Autoscale concepts#
To use the Autoscale API effectively, you should understand several key concepts, discussed in this chapter.
How Autoscale works#
Rackspace Autoscale is an API-based tool that automatically scales resources in response to an increase or decrease in overall workload based on user-defined thresholds.
Autoscale calls the Rackspace Cloud Servers, Rackspace Cloud Load Balancers, and Rackspace RackConnect v3 APIs. All Rackspace Cloud Server create server configuration parameters can be used with Autoscale. For more information, see the following documentation:
Autoscale functions by linking these services:
Rackspace Cloud Servers. Learn more at Cloud Servers Getting Started Guide
Load-balanced Cloud Servers. Learn more at Load Balancers Getting Started Guide.
You can set up a schedule for launching Autoscale or define an event that triggers a webhook. You can also specify a minimum and maximum number of cloud servers for your scaling group, the amount of resources you want to increase or decrease, and policies based on percentage or real numbers.
Note
Autoscale does not configure any information within a server. You must configure your services to function when each server is started. We recommend automating your servers’ startup processes with Chef or a similar tool.
Autoscale can use all Rackspace Cloud Server create server API parameters. For more details, see the Create servers documentation.
Scaling groups#
The scaling group is at the heart of an Autoscale deployment. The scaling group specifies the basic elements of the Autoscale configuration. It manages how many servers can participate in the scaling group. It also specifies information related to load balancers if your configuration uses a load balancer.
When you create a scaling group, you specify the details for group configurations and launch configurations.
Configuration |
Description |
|---|---|
Group Configuration |
Outlines the basic elements of the Autoscale configuration. The group configuration manages how many servers can participate in the scaling group. It sets a minimum and maximum limit for the number of entities that can be used in the scaling process. It also specifies information related to load balancers. |
Launch Configuration |
Creates a blueprint for how new servers will be created. The launch configuration specifies what type of server image will be started on launch, what flavor the new server is, and which cloud load balancer or RackConnect v3 load balancer pool the new server connects to. Note: The launchConfiguration uses the admin user to scale up, usually the first admin user found on the tenant. Only that particular admin user’s SSH key pair names can be used in the launchConfiguration. Note: The launchConfiguration update operation overwrites all launchConfiguration settings. |
The launch configuration specifies the launch type along with server and load balancer configuration for the components to start. Most launch configurations have both a server and a load balancer (can be RackConnect v3) configured as shown in the Launch configuration examples .

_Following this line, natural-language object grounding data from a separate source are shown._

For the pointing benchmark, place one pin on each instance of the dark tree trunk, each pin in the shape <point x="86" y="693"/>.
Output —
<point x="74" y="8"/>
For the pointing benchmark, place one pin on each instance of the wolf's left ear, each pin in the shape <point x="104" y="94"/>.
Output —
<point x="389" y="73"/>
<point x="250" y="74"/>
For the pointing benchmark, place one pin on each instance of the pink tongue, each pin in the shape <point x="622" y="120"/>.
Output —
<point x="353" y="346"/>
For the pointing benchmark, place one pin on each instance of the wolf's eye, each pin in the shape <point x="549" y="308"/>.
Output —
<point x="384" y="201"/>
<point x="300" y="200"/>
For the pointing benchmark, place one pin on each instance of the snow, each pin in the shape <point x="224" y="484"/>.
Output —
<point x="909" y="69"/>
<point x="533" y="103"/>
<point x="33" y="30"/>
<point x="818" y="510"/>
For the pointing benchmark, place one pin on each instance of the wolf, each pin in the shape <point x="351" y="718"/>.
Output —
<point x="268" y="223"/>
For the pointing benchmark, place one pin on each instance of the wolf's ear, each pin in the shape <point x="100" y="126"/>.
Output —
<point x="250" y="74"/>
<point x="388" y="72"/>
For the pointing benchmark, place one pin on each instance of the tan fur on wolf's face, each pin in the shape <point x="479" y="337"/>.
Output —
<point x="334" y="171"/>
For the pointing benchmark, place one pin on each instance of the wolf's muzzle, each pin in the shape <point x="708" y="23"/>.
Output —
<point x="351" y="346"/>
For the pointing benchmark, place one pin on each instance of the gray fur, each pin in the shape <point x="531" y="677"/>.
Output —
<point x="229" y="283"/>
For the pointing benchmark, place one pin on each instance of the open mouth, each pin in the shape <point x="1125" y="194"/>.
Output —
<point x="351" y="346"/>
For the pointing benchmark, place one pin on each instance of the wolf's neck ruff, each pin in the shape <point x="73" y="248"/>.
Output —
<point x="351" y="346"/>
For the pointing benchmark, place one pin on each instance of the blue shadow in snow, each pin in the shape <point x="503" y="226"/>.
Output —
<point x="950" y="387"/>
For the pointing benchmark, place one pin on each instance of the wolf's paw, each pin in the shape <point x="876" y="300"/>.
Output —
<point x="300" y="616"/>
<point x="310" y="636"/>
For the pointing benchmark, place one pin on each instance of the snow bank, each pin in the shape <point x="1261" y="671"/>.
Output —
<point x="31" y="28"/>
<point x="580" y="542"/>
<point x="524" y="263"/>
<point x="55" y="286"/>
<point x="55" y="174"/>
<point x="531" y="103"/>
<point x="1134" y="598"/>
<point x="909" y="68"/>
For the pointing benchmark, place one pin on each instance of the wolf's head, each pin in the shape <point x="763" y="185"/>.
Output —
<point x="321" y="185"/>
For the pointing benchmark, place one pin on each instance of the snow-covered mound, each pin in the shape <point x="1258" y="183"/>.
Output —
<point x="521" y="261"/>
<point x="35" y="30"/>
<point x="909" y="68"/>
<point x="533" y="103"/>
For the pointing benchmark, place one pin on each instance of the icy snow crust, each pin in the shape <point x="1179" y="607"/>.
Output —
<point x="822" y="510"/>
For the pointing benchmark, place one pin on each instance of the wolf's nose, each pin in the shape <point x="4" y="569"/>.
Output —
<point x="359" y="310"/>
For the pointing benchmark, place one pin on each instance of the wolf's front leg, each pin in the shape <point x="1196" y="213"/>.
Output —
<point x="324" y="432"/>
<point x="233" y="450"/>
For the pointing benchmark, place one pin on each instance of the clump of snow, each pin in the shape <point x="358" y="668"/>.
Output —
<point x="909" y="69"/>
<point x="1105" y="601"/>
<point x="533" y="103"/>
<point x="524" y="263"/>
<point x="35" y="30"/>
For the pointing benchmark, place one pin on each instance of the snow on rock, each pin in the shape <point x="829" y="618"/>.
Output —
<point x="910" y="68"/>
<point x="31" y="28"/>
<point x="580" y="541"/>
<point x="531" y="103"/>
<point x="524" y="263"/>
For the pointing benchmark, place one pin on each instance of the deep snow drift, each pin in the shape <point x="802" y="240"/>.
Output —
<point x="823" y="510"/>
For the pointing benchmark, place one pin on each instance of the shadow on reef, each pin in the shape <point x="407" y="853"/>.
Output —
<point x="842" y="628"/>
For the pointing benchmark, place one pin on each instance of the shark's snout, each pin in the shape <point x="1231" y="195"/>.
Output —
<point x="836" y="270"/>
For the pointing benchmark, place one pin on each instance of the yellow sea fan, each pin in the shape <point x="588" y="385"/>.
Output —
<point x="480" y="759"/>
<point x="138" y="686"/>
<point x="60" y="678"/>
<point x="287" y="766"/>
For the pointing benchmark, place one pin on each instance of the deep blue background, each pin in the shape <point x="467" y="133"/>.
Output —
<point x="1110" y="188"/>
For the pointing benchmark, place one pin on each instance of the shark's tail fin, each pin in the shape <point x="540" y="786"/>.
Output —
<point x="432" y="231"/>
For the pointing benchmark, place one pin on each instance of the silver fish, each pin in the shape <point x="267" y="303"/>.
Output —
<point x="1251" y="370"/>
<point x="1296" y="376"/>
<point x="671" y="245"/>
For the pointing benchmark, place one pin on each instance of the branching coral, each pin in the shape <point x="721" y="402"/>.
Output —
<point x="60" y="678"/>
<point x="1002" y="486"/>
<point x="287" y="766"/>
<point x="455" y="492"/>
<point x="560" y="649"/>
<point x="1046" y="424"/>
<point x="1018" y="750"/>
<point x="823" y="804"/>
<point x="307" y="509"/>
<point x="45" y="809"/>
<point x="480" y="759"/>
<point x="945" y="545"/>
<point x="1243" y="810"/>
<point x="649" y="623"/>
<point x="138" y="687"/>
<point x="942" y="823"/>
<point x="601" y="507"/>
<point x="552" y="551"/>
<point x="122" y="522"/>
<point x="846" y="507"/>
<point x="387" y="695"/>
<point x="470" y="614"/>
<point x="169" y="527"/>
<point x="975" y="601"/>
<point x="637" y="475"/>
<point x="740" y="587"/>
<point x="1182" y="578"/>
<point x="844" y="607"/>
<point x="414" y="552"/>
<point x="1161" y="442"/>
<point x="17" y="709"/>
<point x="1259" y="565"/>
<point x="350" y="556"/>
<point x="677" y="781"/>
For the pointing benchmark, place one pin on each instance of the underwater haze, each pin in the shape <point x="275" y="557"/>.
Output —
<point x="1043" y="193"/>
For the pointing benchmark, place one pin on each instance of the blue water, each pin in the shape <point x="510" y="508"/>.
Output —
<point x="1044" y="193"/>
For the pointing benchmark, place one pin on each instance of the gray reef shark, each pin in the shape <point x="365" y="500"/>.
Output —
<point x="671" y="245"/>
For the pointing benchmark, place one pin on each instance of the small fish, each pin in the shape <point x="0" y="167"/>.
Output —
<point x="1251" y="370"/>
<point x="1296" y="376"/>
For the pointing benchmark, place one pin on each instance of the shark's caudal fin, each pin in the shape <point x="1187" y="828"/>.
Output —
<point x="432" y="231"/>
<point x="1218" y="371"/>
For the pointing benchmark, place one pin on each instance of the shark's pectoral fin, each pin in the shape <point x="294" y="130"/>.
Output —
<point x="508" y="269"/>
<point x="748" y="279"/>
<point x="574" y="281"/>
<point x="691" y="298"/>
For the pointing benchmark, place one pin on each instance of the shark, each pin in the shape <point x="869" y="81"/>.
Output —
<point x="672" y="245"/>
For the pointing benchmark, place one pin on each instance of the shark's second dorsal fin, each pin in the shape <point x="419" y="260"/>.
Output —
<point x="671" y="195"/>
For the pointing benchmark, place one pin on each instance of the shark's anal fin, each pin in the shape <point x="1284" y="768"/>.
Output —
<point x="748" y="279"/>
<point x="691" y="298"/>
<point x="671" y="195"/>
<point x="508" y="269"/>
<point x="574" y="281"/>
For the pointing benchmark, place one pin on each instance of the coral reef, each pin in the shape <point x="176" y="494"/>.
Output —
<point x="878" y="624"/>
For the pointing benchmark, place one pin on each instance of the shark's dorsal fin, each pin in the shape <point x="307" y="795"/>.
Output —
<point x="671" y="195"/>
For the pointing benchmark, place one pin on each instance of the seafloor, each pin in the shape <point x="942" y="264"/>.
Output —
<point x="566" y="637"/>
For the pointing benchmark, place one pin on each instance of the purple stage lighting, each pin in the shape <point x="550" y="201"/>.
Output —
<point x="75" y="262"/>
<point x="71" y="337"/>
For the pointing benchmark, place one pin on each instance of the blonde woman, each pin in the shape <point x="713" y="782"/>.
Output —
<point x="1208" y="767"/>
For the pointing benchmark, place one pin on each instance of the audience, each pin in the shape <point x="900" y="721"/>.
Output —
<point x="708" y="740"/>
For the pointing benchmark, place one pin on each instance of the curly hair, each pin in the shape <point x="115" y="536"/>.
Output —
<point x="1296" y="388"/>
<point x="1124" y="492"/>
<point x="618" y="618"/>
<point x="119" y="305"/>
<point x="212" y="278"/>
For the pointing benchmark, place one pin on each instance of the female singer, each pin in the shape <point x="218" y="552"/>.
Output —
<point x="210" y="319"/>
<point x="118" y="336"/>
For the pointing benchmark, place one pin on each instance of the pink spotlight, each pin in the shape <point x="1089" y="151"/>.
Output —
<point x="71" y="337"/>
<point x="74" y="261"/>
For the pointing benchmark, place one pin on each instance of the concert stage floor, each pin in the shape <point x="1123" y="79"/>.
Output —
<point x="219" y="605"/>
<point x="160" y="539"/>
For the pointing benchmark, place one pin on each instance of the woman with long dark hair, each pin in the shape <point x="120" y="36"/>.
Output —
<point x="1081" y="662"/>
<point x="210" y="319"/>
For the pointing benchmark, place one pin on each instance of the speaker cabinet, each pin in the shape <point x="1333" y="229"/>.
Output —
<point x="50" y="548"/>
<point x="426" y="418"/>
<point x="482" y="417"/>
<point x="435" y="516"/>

typeSet the type parameter to this value:
launch_server.argsSpecifies the configuration for server and load balancers. Most launch configurations have both a server and a load balancer (can be RackConnect v3) configured. The following items can be configured:
serverSpecifies configuration information for the Cloud server image that will be created during the scaling process. If you are using Boot From Volume, the
serverargs are where you specify your create server template. See Server parameters.loadbalancersSpecifies the configuration information for the load balancer(s) used in the cloud server deployment, including a RackConnect v3 load balancer pool. For background information and an example configuration, see Cloud Bursting with RackConnect v3.
Note
You must include the
ServiceNetnetwork in your configuration if you use a load balancer so the load balancer can retrieve the IP address of new servers. See Load balancer parameters.draining_timeoutSpecifies the number of seconds Autoscale will put the CLB node in DRAINING mode before deleting the node and eventually the server. This is used when scaling down. Not used when there is no
loadbalancersconfiguration. Please note that this feature only works with a cloud load balancer.
Each scaling group has an associated status that represents the health of the
group. When the group is successfully able to launch servers and optionally add
them to load balancers then the status is ACTIVE. If the scaling group cannot
launch servers because of an error that requires user attention,
the status changes to ERROR. In this case, the group state
contains a list of human-readable messages that explain the conditions that caused the error.
After you fix the errors, you can restore the group to ACTIVE state by submitting a
converge or execute policy
API request.
Server parameters#
Specifies configuration information for the Cloud server image that will
be created during the scaling process. If you are using Boot From
Volume, the server args are where you specify your create server template.
The server group parameter specifies details about the server as
described in the following table. Note the server arguments are
directly passed to nova when creating a server.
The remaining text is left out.